Still, he's happy that the government has been talking about a latrine-use monitoring survey. "And when the prime minister says he hopes to eliminate open defecation by 2019, I am delighted and hope that we can come together and succeed."
What also worries him is how far the campaign stays on track. He whips out a tablet from his backpack to display a picture he's taken of a hoarding in Defence Colony with a verse that ran "Clean up the clutter/Shun the litter..." and so on. "I'm very much afraid Swachh Bharat will be diverted from a life-saving campaign on sanitation to cleaning up the litter in markets of the urban rich," he says.
Isn't one impediment to greater latrine-use water shortage? "That's a myth," he shoots back. "Sub-Saharan Africa has much lower access to water than India but also much lower rates of open defecation. India is a global exception -- 60 per cent of people who defecate in the open in the world live in India. Every year, that number goes up. When we asked people, nobody talks about water." Nor, he adds, did it have anything to do with education - plenty of people in rural India have high school degrees and still defecate in the open.
I suggest women must be the biggest advocates of latrine use because of the safety and privacy. True, Spears says, but the issue is more complex. "If you have a latrine, young women are a lot more likely to use it than men are. Yet, a majority of women in their twenties in households with a government-built latrine defecate in the open. Then, we ask women who do use latrines what will happen when you get older and become the saas
? Many of them say, 'then I'll go back to defecating in the open'! I must say I don't claim to perfectly understand this," he laughs.
It was the puzzle about height that got him interested in research about sanitation. "Economists care a lot about height because average population-level height is an important monitor of human development. The best evidence: European populations got taller not when the food environment got better but when the disease environment improved and infant mortality fell. And the average height of a population is basically about the health and nutrition of its babies in the first two years of their life."

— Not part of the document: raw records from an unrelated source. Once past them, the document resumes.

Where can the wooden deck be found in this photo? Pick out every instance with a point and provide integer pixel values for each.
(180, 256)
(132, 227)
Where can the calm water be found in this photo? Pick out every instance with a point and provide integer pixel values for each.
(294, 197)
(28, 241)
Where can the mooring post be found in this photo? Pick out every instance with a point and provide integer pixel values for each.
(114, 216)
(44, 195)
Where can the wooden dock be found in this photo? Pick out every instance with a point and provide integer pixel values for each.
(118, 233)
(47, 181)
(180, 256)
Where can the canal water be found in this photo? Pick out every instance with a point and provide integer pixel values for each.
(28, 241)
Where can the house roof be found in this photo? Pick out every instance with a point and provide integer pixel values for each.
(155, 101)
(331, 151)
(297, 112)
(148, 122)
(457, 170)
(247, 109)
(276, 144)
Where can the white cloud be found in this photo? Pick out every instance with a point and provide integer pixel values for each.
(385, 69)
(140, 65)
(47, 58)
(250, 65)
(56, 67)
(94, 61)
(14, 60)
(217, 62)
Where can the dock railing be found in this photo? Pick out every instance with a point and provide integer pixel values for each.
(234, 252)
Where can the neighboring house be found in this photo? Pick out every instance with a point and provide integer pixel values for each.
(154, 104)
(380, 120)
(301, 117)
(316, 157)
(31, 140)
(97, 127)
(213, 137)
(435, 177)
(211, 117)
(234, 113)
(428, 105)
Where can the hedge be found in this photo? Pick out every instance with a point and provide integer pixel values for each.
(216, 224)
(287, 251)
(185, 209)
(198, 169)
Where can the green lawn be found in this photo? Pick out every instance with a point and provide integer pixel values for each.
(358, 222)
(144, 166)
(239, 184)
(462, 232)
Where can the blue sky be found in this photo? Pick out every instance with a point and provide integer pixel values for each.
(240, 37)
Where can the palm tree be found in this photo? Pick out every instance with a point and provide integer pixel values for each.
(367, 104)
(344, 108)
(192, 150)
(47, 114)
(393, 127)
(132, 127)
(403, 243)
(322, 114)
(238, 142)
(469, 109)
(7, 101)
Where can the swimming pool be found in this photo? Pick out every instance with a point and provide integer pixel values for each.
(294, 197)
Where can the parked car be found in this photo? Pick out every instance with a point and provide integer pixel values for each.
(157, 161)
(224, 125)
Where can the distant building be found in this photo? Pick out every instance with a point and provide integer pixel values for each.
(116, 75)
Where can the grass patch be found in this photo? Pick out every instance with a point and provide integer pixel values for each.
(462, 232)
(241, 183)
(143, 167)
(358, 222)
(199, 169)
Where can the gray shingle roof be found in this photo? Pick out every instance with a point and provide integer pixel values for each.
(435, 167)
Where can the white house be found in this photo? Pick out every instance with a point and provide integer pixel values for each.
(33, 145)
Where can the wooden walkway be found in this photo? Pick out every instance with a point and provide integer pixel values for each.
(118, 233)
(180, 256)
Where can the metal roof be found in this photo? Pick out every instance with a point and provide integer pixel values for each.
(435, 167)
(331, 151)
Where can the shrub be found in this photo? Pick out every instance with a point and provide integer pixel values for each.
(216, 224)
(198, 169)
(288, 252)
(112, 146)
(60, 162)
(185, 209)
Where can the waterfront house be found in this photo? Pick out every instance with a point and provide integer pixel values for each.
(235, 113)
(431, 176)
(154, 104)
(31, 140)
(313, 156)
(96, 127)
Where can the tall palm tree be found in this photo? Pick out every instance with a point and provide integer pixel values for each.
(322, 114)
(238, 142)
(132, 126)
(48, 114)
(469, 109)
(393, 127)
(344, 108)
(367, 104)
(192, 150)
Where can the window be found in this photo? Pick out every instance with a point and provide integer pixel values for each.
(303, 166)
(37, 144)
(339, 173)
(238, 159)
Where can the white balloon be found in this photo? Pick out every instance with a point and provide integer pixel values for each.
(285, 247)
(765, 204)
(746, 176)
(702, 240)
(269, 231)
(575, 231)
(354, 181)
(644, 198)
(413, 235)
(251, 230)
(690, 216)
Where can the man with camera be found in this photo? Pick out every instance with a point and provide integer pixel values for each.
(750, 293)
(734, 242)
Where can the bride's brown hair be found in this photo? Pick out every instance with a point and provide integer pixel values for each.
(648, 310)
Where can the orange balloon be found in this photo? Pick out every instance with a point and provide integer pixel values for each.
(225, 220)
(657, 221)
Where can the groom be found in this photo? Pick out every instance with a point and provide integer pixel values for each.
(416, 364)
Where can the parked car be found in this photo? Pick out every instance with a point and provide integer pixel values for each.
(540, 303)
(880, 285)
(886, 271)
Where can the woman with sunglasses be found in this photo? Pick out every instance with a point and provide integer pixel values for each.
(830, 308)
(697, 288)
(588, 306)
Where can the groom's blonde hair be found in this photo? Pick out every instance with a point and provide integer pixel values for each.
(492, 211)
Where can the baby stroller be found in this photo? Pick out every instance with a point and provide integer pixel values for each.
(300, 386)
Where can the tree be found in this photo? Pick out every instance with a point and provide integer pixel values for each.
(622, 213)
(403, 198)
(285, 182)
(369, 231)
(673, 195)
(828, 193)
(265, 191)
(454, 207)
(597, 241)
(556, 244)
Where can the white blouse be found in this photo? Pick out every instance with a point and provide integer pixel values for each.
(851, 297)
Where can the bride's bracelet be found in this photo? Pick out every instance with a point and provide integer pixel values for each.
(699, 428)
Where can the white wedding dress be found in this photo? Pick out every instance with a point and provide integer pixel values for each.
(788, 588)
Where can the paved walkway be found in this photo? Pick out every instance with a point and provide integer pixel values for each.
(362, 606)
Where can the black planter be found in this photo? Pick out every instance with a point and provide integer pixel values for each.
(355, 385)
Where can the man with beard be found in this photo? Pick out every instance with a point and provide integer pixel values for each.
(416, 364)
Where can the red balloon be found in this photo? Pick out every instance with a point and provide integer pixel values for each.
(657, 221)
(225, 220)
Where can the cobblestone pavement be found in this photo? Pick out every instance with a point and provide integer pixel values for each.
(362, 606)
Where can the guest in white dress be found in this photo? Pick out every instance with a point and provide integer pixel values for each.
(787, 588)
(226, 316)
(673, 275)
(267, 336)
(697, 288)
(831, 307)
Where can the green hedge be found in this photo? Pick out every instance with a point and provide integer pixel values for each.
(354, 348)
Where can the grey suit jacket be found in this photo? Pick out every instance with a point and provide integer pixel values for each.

Surely south-east Asia and China are counterfactuals? He surprises me by saying the average Chinese baby is much taller than the average Indian baby. Height, he explains, is measured by something called a Z-score, where zero is average and a negative number is bad. In China, the average number is (-) 0.75; in India, it is (-) 2. And in China, open defecation may be 3 to 4 per cent.
We've polished off the rajma and eschew dessert in favour of tea (for me, to counter the soporific effects of the rice). Spears settles for the caffeine fix in his 600 ml bottle of Pepsi. Meanwhile, the bill is placed, as Spears notes, in front of him - "have you noticed, they always expect the man to pay?" I'm too busy noticing the amount, which at Rs 433 has got to be the cheapest lunch Business Standard has ever hosted.